Mitchell Franklin "Mitch" Jayne (July 5, 1928 – August 2, 2010) was an American musician, best known as emcee and upright bass player in The Dillards bluegrass band, the band often remembered for their several Andy Griffith Show appearances as the Darling Family, 1963–1966, as well as touring throughout southern California in the late 1960s.

Jayne was an author, musician, and storyteller. Several tunes which he co-wrote with The Dillards are now considered bluegrass classics. Dooley; There is a Time; The Old Home Place, and The Whole World Round. He also authored four books, Home Grown Stories & Home Fried Lies, The Forest in the Wind, Old Fish Hawk, and Fiddler's Ghost. Jayne had almost finished another novel, Glory Hole War, prior to his death at age 82, with only one chapter left unwritten. He narrated the ending to his editor during the last two weeks of his life so that the book could be released.

==Personal life==
Jayne, born in Hammond, Indiana, was the son of Bea and Gus Jayne. Following US Navy service and after a stint at the University of Missouri, he began teaching in one-room schools in Dent County, where he documented the use of the forgotten words and phrases of Elizabethan English spoken by his pupils.

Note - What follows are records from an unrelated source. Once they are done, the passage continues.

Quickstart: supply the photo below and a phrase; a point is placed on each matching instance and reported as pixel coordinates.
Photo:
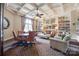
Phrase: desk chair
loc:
(20, 42)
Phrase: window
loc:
(28, 25)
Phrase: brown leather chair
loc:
(15, 37)
(31, 37)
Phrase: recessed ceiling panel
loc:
(29, 6)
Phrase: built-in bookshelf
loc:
(49, 25)
(77, 27)
(63, 25)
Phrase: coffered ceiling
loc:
(48, 9)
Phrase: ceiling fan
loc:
(38, 14)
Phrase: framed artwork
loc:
(6, 23)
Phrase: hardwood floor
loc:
(41, 48)
(22, 51)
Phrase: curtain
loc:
(23, 22)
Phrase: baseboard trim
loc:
(8, 39)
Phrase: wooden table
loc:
(23, 36)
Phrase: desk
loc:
(23, 36)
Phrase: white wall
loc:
(74, 17)
(15, 24)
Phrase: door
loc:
(1, 27)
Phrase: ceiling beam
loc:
(34, 6)
(22, 7)
(39, 7)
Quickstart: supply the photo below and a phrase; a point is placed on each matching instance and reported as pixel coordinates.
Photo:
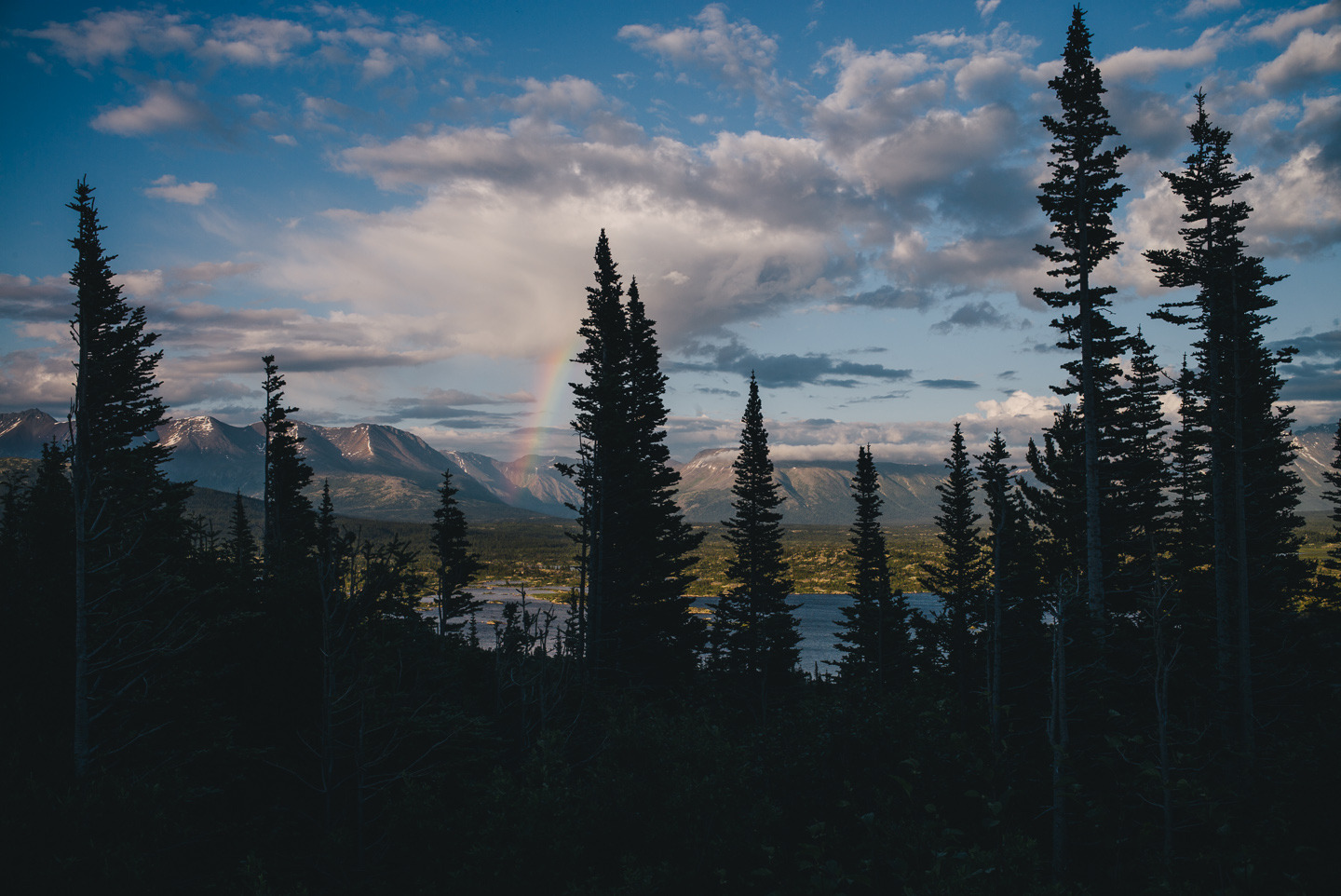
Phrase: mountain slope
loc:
(383, 472)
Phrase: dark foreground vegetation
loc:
(1132, 685)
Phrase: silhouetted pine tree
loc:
(240, 545)
(127, 514)
(1332, 563)
(754, 632)
(603, 445)
(290, 646)
(36, 599)
(663, 640)
(951, 640)
(1140, 483)
(454, 563)
(631, 618)
(874, 630)
(1254, 491)
(1014, 621)
(1079, 200)
(287, 532)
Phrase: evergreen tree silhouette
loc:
(754, 633)
(454, 563)
(874, 630)
(127, 514)
(1079, 200)
(1254, 490)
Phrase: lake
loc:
(817, 615)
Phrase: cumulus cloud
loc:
(780, 371)
(1309, 55)
(192, 194)
(1140, 61)
(251, 40)
(974, 316)
(1286, 24)
(1197, 8)
(167, 106)
(113, 35)
(737, 54)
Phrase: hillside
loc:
(386, 474)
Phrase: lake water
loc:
(817, 615)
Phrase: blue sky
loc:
(400, 201)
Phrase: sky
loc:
(401, 201)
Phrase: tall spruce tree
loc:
(1140, 482)
(603, 450)
(1014, 616)
(663, 639)
(754, 632)
(127, 514)
(1079, 200)
(454, 563)
(1254, 491)
(1332, 563)
(631, 618)
(290, 521)
(874, 630)
(951, 640)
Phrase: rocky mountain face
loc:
(383, 472)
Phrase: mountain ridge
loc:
(381, 472)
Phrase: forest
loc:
(1131, 686)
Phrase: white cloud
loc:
(378, 64)
(1286, 24)
(167, 106)
(1197, 8)
(251, 40)
(141, 285)
(1140, 61)
(1310, 54)
(192, 194)
(113, 35)
(1295, 207)
(737, 54)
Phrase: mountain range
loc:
(383, 472)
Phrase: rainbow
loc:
(554, 400)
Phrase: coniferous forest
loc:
(1131, 685)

Turning his talents to other venues, Jayne authored a weekly column in the Shannon County Current Wave, in his adopted Ozark hometown of Eminence, Missouri. He hosted a radio show in Salem, Missouri at KSMO that attracted national attention for its satire, including the Snake and Tick Market Report, a regular feature that reported market prices for Hoo-Boy White Dot Crushproof Dry Valley Wonder Ticks and black, copperhead, coachwhip, garter and rattle snakes.